If you don’t have local admin rights to the workstations, the ADMT agent will report “access is denied” to the ADMIN$ share. The workstations also need need to have the same primary DNS server as the target domain controller(s).

By the way, during the course of this exercise I raised my forest functional level and learned that the Enterprise Admins group only exists on domain controllers in the “root domain” of a forest. You have to be in that group to make any schema changes (e.g. modifying the forest).

By default, the ADMT does not migrate user passwords; instead is sets the migrated user accounts to “change password at next login”.

After the ADMT agent runs, it reboots the workstation & viola! You’re finished! This is so cool.

3/1/08

Domain tinkering

Powered on SERVER2 and ran dcpromo, but couldn't demote it to a stand-alone server because Active Directory "knew" that there was still another DC out there. So I tried demoting it to a member server, but Active Directory insisted that it must be able to contact another DC in that case...so I powered on SERVER1. After demoting SERVER2 to a member server and rebooting, I ran dcpromo again to install Active Directory as a new domain in the existing forest. This didn't work at first because DNS lookups (for the new domain) on SERVER1 timed out. To fix, I created a primary zone on SERVER1 for the new domain and that allowed me to proceed with installing Active Directory on SERVER2 w/ SERVER1 as its DNS server.

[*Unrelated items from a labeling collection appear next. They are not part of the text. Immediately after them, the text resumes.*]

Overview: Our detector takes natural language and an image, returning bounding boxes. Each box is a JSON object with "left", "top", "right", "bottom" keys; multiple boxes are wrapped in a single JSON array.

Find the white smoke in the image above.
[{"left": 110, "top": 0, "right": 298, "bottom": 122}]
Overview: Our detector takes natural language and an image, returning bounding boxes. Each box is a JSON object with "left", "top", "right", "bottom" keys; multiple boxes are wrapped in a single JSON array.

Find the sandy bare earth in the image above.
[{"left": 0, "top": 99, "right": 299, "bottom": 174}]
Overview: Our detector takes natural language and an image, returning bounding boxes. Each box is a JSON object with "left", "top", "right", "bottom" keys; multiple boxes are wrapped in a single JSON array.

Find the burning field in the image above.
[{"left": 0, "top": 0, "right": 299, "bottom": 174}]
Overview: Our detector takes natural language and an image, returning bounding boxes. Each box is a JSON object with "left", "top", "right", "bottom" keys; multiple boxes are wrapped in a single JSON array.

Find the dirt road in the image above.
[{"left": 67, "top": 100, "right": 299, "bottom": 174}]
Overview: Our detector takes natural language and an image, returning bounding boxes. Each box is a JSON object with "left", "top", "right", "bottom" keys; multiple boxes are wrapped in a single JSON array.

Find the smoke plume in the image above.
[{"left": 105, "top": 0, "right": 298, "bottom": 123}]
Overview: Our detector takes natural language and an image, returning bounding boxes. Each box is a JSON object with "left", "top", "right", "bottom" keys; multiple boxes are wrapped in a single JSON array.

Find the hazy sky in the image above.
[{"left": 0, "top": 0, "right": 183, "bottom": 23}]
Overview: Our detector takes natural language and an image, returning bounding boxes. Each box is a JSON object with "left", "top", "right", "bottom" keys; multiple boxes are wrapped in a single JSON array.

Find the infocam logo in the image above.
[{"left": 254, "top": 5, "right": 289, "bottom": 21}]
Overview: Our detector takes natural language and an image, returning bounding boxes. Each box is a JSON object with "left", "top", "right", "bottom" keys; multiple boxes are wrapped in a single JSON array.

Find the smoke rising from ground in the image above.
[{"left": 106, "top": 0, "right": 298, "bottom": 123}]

Powered on a virtual workstation (XP1) and joined the second domain. After rebooting, XP1 saw every domain in the forest - meaning DOMAIN1, DOMAIN2, and XP1. A quick Google search determined that this list is not editable, but that you can set a default domain for a PC and then hide the domain list.

Windows workstations cache domain credentials for up to 10 offline logins. To change/disable this, edit a group policy: Computer > Windows > Security > Local > Interactive logon: Number...

After a slow initial login on XP1, I checked the event log and found complaints that the domain controller was inaccessible. Creating reverse DNS entries appeared to resolve this (though maybe it just needed more time).

Lastly, I assigned a batch file login script to XP1 via group policy, but noted that my PAUSE command was ignored.